ヨハン・バプティスト・ヴァンハルは古典派時代、いち早くフリーの作曲家として身を立てた人で大変人気があったようですね。ウィーン古典派の標準的で洗練された作風に思います。
交響曲も60曲以上あるようで、ハイドンの初期~中期あたりの作品と同様に楽しめそうです。田舎風の旋律は出てきませんが。

vanhal

NAXOS盤の第2集(Andrew Watkinson:City of London Sinfonia)
3曲目のト長調(Bryan G11)、第一楽章は弦だけによる上品な主題の歌い出しがあり、ハイドン顔負けの溌剌とした全奏に入るのが爽快、展開部も凝った構成ではないものの、グッとくる聴かせどころがあります。透明感のある良い録音で楽しめます。
NAXOS第3集は、ケヴィン・マロン指揮、トロント室内Oによる、モダン楽器ピリオド演奏の名演です。

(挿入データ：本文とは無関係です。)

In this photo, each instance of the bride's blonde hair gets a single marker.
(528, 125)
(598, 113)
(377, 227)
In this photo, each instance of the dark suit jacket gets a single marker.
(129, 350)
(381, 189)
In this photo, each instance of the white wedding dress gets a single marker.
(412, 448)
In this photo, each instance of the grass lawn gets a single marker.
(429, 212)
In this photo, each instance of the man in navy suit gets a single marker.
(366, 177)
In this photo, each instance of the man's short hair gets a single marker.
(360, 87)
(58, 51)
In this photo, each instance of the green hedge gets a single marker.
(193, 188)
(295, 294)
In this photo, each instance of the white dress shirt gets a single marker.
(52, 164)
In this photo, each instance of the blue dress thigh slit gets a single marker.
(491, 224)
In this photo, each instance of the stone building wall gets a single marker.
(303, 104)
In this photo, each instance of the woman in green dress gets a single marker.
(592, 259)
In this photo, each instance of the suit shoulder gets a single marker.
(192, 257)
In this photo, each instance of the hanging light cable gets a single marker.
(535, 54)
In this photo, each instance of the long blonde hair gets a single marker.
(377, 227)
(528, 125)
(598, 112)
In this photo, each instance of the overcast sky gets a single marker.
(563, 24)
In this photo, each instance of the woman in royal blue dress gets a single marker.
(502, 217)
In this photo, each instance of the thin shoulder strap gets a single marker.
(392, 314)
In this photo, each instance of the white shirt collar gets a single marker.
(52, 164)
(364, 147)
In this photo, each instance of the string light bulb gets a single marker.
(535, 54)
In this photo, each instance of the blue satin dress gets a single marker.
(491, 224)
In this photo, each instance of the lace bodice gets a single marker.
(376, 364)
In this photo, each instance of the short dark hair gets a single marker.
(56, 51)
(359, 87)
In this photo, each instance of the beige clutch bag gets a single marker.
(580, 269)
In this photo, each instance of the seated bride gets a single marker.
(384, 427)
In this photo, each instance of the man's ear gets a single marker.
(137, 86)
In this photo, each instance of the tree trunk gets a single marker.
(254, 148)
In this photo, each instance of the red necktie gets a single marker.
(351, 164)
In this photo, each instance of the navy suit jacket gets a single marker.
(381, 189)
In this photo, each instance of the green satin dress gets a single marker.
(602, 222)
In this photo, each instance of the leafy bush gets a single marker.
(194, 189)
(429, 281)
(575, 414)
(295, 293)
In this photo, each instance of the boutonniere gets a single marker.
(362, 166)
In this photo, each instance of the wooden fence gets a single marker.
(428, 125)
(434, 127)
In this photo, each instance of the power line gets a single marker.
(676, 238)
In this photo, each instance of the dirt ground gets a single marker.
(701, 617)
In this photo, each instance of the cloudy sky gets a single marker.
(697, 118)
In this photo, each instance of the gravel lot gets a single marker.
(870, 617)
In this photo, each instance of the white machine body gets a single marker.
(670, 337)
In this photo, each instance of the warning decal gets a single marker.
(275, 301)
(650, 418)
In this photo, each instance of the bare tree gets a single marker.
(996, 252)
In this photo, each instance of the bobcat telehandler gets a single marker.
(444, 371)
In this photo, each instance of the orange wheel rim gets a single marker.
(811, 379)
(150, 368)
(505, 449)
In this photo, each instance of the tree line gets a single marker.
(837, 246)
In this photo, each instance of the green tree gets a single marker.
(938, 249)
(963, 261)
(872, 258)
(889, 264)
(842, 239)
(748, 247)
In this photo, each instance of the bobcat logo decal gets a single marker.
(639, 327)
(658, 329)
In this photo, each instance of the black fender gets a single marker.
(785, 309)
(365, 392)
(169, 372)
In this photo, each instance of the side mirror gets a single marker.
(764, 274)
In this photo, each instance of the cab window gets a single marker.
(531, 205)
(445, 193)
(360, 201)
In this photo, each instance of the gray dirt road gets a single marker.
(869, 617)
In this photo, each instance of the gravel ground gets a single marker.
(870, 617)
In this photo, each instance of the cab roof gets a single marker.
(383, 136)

ハ短調(Bryan c2)は傑作ですね。(参考動画:Symphony C minor)ハイドンの短調交響曲の緊迫感で引き締まった感じより、もっとメロディックに運んでいく感じです、展開部もツボを心得ています。K.マロンはティンパニを堂々と打ち鳴らし重みをつけます。同盤3曲目の変イ長調(Bryan Ab1)はちょっと趣がかわり、第一楽章では少し古いグルックの管弦楽曲を思わせます、第二楽章は美しいホルン協奏曲となっています。
もう一つ、鈴木秀美指揮、Orchestra Libera Classica盤に入っている、交響曲ホ短調も非常に充実した作品です、カップリングされているハイドン第75番、モーツァルト「プラハ」が続いても遜色を感じません。